Он работал без устали. По его желанию, еду ему доставляли на дом из его прежней маленькой молочной. Но — увы! — безвозвратно ушедшие молодость и надежды лишали прелести все эти воспоминания. К счастью, у него еще оставались Франц и мадам Шорш, единственные существа, о которых он мог думать без горечи.

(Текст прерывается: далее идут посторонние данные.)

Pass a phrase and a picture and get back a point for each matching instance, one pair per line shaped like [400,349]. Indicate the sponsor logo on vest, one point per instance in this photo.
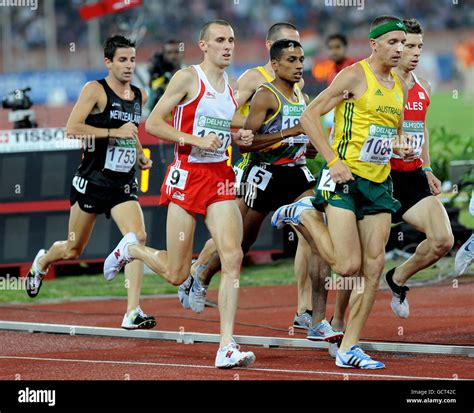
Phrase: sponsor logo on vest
[414,106]
[389,109]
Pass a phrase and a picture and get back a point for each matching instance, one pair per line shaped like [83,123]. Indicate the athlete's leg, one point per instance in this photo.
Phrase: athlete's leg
[212,261]
[430,217]
[224,222]
[79,231]
[302,268]
[340,308]
[174,263]
[129,218]
[374,231]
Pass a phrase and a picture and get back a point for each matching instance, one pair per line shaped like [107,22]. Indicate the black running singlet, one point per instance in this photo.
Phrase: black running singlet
[111,162]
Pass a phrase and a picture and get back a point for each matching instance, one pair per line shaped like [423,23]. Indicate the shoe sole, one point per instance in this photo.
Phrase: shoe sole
[300,327]
[146,325]
[243,362]
[332,339]
[29,291]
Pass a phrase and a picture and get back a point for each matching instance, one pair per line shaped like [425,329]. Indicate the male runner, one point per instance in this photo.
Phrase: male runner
[414,185]
[199,181]
[277,172]
[355,187]
[107,115]
[307,266]
[465,254]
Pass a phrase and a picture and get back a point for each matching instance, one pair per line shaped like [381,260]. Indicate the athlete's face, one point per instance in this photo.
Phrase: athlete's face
[388,47]
[123,64]
[337,50]
[285,33]
[290,66]
[411,51]
[218,45]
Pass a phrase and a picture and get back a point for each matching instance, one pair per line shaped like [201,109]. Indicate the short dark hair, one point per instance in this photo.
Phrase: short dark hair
[115,42]
[413,26]
[383,19]
[205,28]
[274,31]
[337,36]
[276,51]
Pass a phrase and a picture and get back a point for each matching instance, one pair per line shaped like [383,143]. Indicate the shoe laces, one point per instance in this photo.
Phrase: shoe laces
[403,293]
[140,312]
[358,352]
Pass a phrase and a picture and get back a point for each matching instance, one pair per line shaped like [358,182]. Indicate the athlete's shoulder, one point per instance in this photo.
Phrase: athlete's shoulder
[252,76]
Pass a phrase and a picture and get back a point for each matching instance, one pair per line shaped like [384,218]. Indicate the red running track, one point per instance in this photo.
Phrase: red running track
[439,314]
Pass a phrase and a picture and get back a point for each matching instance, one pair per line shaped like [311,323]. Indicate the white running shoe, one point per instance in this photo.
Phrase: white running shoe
[231,356]
[464,256]
[138,320]
[34,278]
[197,295]
[119,257]
[356,358]
[399,302]
[291,213]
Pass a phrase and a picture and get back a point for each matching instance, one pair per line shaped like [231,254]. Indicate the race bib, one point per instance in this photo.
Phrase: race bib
[239,173]
[416,130]
[177,178]
[308,174]
[326,183]
[377,147]
[121,155]
[205,126]
[259,177]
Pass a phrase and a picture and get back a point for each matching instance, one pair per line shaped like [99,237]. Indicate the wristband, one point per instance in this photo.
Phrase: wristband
[332,162]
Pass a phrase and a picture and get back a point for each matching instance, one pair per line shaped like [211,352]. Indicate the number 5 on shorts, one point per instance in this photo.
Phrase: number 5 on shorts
[177,178]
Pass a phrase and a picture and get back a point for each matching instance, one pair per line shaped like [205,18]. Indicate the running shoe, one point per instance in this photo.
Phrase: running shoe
[291,213]
[303,321]
[138,320]
[399,302]
[324,332]
[197,295]
[230,356]
[464,256]
[34,278]
[356,358]
[119,257]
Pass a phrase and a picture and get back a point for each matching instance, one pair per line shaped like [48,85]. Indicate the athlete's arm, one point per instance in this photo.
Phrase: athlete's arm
[177,91]
[342,88]
[143,161]
[76,127]
[433,181]
[264,104]
[247,84]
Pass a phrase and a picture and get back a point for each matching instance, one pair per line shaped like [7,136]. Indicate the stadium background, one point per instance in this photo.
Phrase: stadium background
[54,51]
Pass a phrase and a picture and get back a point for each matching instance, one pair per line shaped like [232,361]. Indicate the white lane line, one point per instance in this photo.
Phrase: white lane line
[194,366]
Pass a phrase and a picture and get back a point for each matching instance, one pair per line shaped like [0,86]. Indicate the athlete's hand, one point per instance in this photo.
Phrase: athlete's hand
[311,151]
[210,142]
[403,147]
[127,130]
[433,182]
[144,162]
[243,137]
[340,173]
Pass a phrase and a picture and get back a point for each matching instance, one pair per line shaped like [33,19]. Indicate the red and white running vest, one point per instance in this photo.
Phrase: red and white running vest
[414,117]
[209,111]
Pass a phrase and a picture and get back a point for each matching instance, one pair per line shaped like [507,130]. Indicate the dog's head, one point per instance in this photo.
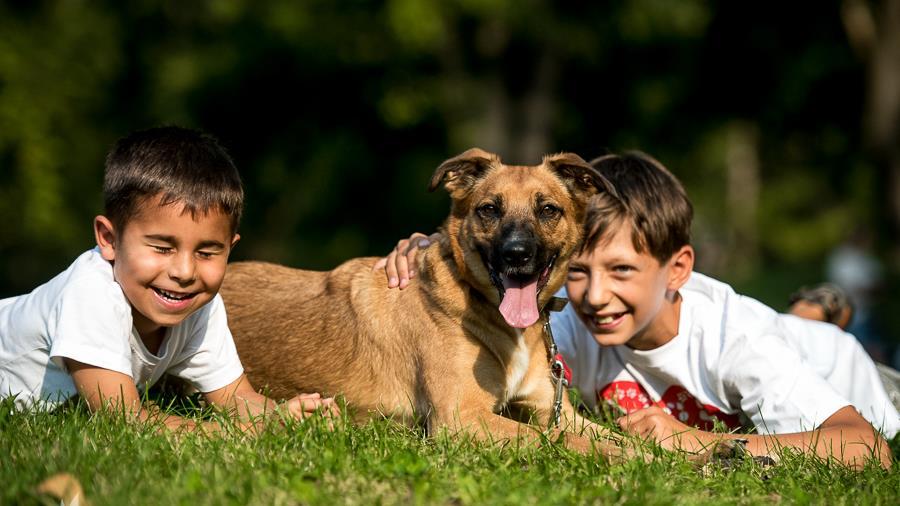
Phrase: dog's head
[513,228]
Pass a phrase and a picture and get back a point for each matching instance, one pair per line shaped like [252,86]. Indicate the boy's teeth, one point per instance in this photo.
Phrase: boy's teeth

Мадам Шорш была всегда близко, всегда готова позаботиться о нем, утешить его; Франц часто писал ему, никогда, правда, не упоминая о Сидони. Рислер решил, что кто-нибудь сообщил ему о случившемся, и в своих письмах тоже избегал малейшего намека. «Когда же наконец я смогу вернуть его!..»-думал он. Поправить дела фабрики и выписать к себе брата было его мечтой, его единственным стремлением.

А пока дни шли, похожие один на другой: деятельная суета коммерческой жизни чередовалась с мучительным одиночеством, когда он оставался наедине со своим горем. Каждое утро он спускался со своей вышки и обходил мастерские. Его строгое замкнутое лицо и то глубокое уважение, какое он внушал к себе, помогли быстро восстановить временно нарушенный порядок. Вначале много болтали и по-разному истолковывали исчезновение Сидони. Одни говорили, что она убежала с любовником, другие, — что Рислер прогнал ее. Больше всего сбивали всех с толку взаимоотношения компаньонов, внешне такие же простые и естественные, как и прежде. Впрочем, когда они разговаривали в кабинете с глазу на глаз, Рислер иной раз неожиданно вздрагивал, словно перед ним проходило видение былой измены. Ему казалось, что эти глаза, которые он видел перед собой, этот рот, все это лицо лгало ему каждым своим выражением.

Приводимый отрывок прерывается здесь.